Flatness-based trajectory planning for 3D overhead cranes with friction compensation and collision avoidance
Jorge Vicente-Martinez, Edgar Ramirez-Laboreo
TL;DR
The paper tackles fast, collision-free trajectory planning for 3D overhead cranes that are underactuated and friction-dominated. It leverages differential flatness to transform the crane dynamics into a chain of integrators and solves a nonlinear program that minimizes $T_{END}$ while penalizing the snap via $\lambda \int_0^{T_{END}} \| r_p^{(4)}(t) \|^2 dt$, with constraints enforcing obstacle avoidance and friction effects. A comparative study contrasts three friction models (Complete Model, Simplified Model, No Dry Friction) using direct collocation in CasADi with IPOPT, showing that ignoring dry friction can cause actuator saturation and collisions, whereas friction-aware models yield safer trajectories with minimal final payload swing.
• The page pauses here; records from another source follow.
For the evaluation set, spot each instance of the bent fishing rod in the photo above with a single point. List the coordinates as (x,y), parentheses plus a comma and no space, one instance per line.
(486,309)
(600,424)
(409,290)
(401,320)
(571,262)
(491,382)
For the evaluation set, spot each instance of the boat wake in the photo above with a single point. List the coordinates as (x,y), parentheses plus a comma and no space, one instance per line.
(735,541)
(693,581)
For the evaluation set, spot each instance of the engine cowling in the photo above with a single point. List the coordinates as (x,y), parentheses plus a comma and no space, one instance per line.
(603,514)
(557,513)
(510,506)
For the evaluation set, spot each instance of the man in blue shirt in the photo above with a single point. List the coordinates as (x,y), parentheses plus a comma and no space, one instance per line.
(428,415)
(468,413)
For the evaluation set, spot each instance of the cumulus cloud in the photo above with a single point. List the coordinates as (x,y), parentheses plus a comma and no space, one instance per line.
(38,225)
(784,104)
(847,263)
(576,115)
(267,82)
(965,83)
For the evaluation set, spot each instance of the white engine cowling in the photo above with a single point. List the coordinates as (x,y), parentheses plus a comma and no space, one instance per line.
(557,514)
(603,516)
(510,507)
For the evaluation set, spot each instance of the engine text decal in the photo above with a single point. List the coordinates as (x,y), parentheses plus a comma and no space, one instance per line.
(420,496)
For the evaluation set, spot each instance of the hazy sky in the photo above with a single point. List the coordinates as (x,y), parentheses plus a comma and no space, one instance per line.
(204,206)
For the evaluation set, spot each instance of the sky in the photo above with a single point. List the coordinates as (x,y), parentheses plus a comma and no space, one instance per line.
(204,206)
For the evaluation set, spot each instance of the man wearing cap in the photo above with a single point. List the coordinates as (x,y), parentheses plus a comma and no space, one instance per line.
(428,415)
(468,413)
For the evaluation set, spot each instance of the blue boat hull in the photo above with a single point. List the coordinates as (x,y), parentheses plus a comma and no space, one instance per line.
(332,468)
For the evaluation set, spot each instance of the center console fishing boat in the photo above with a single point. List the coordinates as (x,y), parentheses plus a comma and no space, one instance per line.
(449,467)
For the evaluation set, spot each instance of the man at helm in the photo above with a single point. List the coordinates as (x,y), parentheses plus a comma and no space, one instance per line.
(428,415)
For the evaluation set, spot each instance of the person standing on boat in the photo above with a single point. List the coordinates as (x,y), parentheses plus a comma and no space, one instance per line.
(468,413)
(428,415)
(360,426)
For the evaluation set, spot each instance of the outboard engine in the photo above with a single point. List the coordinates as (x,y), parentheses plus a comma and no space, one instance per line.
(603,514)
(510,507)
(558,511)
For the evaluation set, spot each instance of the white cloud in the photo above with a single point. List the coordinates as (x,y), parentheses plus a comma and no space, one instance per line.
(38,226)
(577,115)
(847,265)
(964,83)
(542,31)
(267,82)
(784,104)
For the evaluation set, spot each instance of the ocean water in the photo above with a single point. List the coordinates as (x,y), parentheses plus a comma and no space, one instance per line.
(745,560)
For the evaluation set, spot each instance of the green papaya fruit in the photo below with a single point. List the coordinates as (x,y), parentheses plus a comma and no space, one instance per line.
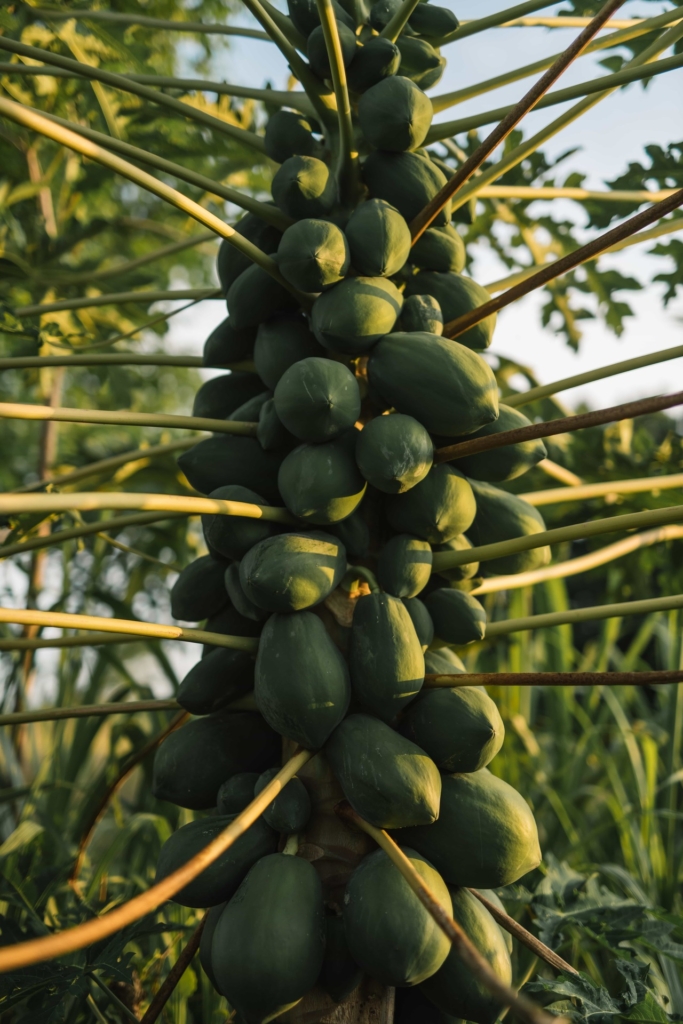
(293,571)
(457,295)
(291,809)
(404,565)
(340,974)
(220,880)
(395,115)
(421,313)
(439,249)
(406,180)
(225,344)
(302,686)
(216,680)
(420,60)
(500,517)
(321,483)
(385,655)
(317,399)
(432,23)
(237,793)
(303,186)
(232,536)
(379,238)
(317,51)
(437,381)
(281,342)
(237,595)
(289,133)
(231,262)
(200,590)
(485,836)
(458,616)
(507,463)
(313,255)
(455,988)
(377,59)
(460,727)
(271,434)
(255,295)
(269,940)
(422,622)
(220,396)
(355,313)
(193,762)
(439,507)
(467,571)
(394,453)
(389,932)
(388,780)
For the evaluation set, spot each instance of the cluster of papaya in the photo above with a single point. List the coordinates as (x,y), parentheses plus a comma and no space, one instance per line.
(352,393)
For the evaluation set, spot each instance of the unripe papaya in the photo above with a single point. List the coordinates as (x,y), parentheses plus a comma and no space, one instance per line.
(194,761)
(377,59)
(439,249)
(395,115)
(233,536)
(437,381)
(199,591)
(394,453)
(385,655)
(313,255)
(455,988)
(237,793)
(355,313)
(321,482)
(457,295)
(507,463)
(407,180)
(439,507)
(317,399)
(290,811)
(302,685)
(269,941)
(317,51)
(379,239)
(289,133)
(303,186)
(423,313)
(388,780)
(502,516)
(485,836)
(220,880)
(281,342)
(403,566)
(221,395)
(293,571)
(216,680)
(390,934)
(460,728)
(225,344)
(458,616)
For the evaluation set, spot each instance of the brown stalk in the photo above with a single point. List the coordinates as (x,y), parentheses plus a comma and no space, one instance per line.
(568,262)
(175,974)
(523,1008)
(511,120)
(567,423)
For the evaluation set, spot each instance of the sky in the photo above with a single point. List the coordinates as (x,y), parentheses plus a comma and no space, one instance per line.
(610,135)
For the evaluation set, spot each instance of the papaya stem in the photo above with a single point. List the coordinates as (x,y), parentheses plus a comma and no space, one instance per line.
(347,173)
(523,1007)
(426,216)
(566,424)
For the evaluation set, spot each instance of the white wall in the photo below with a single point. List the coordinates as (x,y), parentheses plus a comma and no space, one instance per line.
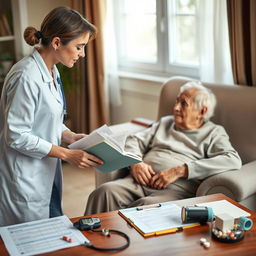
(37,10)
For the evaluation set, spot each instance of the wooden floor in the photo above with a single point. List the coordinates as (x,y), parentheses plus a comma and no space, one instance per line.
(78,184)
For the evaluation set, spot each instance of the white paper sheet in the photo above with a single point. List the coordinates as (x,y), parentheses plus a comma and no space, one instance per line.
(40,236)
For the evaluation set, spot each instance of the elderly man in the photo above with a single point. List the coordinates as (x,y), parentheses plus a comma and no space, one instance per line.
(178,152)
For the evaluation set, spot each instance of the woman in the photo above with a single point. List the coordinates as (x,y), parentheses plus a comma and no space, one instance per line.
(31,121)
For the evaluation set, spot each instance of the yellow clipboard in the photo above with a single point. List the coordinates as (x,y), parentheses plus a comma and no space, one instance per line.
(167,215)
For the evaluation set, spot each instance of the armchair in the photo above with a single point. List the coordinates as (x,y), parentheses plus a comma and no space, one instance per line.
(236,107)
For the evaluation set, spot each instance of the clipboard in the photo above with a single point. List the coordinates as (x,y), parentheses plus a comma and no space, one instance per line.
(157,219)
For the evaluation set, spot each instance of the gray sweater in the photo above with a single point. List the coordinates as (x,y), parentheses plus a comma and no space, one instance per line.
(206,151)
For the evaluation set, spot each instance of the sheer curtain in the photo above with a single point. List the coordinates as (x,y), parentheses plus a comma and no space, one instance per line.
(214,52)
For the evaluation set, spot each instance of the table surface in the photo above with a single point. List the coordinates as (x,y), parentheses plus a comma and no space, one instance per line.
(186,242)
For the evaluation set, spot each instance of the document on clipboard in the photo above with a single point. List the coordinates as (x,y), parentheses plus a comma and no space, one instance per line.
(158,219)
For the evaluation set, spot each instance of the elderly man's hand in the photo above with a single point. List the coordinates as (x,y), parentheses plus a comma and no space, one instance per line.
(142,173)
(165,177)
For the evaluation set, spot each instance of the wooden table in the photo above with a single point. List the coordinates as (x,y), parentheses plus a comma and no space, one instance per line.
(182,243)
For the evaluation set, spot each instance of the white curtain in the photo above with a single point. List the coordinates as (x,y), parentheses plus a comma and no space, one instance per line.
(111,64)
(214,52)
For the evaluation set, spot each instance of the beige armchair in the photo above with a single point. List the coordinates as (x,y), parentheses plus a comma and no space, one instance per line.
(236,111)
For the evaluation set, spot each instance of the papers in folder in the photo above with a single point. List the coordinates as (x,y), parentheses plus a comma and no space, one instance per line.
(157,219)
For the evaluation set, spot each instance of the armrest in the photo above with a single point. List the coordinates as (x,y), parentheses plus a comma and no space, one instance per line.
(237,184)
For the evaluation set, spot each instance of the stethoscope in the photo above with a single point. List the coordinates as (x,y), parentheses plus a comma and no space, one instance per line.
(63,98)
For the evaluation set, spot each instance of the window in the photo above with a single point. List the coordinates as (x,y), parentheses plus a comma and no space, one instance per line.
(157,36)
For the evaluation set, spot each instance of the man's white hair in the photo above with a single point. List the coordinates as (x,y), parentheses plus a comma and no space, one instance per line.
(204,97)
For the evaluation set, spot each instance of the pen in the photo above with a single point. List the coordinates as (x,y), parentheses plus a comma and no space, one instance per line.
(148,207)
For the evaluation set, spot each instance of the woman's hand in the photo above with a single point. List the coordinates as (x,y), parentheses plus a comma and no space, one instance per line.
(69,137)
(142,173)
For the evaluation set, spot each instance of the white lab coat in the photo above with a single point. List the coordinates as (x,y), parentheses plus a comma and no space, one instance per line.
(31,120)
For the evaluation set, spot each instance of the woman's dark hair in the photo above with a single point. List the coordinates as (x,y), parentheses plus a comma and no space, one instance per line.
(61,22)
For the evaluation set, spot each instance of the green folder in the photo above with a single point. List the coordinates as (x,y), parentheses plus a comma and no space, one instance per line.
(112,157)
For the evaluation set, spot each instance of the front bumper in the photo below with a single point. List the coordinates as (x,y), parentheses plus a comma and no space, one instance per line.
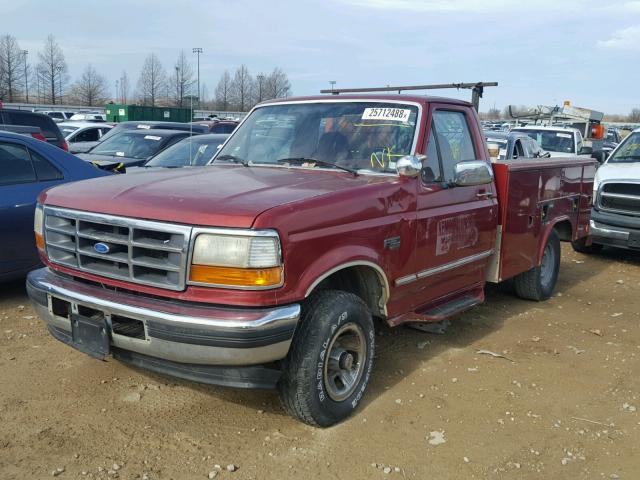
(615,230)
(163,331)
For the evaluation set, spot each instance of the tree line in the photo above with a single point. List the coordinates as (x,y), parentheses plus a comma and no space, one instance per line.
(47,81)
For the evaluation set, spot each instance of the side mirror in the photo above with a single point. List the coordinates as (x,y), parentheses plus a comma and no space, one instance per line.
(585,151)
(410,165)
(600,156)
(476,172)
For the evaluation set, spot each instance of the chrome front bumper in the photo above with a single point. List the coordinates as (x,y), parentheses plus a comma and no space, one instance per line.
(171,330)
(605,231)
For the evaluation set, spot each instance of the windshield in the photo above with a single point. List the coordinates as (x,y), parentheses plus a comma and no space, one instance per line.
(356,135)
(66,131)
(189,152)
(552,140)
(628,151)
(129,144)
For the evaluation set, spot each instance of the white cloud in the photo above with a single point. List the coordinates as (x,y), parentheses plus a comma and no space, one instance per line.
(452,6)
(623,39)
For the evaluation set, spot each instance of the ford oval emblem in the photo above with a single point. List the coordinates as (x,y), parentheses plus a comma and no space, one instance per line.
(101,247)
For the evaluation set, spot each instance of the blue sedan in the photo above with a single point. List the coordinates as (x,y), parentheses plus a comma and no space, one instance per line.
(27,167)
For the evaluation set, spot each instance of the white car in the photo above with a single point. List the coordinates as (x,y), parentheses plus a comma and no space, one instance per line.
(75,132)
(615,216)
(58,116)
(89,117)
(558,141)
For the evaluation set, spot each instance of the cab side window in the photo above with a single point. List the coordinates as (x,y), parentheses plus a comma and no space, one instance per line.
(454,140)
(44,169)
(15,165)
(431,166)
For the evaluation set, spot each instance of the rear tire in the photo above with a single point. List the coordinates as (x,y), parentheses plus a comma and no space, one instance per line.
(580,247)
(330,360)
(538,283)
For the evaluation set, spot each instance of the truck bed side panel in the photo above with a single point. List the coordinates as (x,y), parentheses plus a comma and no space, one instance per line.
(536,196)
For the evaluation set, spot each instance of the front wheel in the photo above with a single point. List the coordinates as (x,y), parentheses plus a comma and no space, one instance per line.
(538,283)
(329,363)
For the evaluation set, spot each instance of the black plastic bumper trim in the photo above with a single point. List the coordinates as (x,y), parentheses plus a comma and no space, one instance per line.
(256,377)
(195,336)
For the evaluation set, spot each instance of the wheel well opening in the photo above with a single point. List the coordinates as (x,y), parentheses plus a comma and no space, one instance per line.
(363,281)
(563,229)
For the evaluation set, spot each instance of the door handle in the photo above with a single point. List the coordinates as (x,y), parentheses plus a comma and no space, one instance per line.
(484,194)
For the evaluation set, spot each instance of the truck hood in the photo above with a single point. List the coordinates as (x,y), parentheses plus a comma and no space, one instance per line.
(225,195)
(617,171)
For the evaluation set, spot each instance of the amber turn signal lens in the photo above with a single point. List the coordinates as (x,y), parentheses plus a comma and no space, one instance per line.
(236,277)
(39,242)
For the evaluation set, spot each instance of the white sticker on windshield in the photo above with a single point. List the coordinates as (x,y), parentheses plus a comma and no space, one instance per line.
(392,114)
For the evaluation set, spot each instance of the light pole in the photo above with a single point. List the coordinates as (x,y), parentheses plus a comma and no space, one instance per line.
(178,89)
(198,51)
(26,77)
(260,80)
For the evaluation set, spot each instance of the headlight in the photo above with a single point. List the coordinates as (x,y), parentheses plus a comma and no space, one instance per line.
(237,261)
(37,226)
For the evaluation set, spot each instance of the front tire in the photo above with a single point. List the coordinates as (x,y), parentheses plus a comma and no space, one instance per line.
(330,360)
(538,283)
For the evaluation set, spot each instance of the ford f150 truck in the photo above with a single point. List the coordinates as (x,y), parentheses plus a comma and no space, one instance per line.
(317,216)
(615,219)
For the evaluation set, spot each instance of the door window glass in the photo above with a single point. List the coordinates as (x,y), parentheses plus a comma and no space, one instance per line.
(431,166)
(44,170)
(454,140)
(15,165)
(88,135)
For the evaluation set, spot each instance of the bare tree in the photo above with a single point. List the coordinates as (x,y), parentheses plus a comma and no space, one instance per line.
(152,81)
(124,87)
(223,92)
(90,89)
(181,79)
(52,68)
(11,67)
(634,116)
(241,89)
(277,84)
(259,88)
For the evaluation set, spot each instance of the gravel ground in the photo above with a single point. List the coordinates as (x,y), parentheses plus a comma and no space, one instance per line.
(559,402)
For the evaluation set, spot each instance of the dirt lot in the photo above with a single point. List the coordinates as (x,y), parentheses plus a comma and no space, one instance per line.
(561,404)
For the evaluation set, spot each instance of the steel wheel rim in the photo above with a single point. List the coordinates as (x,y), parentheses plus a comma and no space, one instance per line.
(345,360)
(546,268)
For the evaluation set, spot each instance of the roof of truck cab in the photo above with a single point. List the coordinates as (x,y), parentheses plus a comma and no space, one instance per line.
(375,97)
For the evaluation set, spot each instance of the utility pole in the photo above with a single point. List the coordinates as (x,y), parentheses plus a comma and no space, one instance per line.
(198,51)
(26,77)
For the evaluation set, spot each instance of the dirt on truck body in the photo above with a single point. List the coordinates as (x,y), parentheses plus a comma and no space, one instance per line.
(318,216)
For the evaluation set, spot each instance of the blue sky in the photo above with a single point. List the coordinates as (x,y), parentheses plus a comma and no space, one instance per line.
(541,52)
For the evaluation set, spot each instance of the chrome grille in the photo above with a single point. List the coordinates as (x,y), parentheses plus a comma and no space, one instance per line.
(139,251)
(621,198)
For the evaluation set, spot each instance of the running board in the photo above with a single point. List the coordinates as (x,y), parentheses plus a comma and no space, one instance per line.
(440,314)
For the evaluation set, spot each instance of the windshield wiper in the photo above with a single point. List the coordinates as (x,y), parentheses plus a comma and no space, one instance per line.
(233,158)
(301,160)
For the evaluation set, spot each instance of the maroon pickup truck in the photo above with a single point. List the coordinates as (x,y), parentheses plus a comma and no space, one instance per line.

The results support the practical relevance for industrial cranes and demonstrate robustness to friction parameter uncertainty up to about 100%.
Abstract
This paper presents an optimal trajectory generation method for 3D overhead cranes by leveraging differential flatness. This framework enables the direct inclusion of complex physical and dynamic constraints, such as nonlinear friction and collision avoidance for both payload and rope. Our approach allows for aggressive movements by constraining payload swing only at the final point. A comparative simulation study validates our approach, demonstrating that neglecting dry friction leads to actuator saturation and collisions. The results show that friction modeling is a fundamental requirement for fast and safe crane trajectories.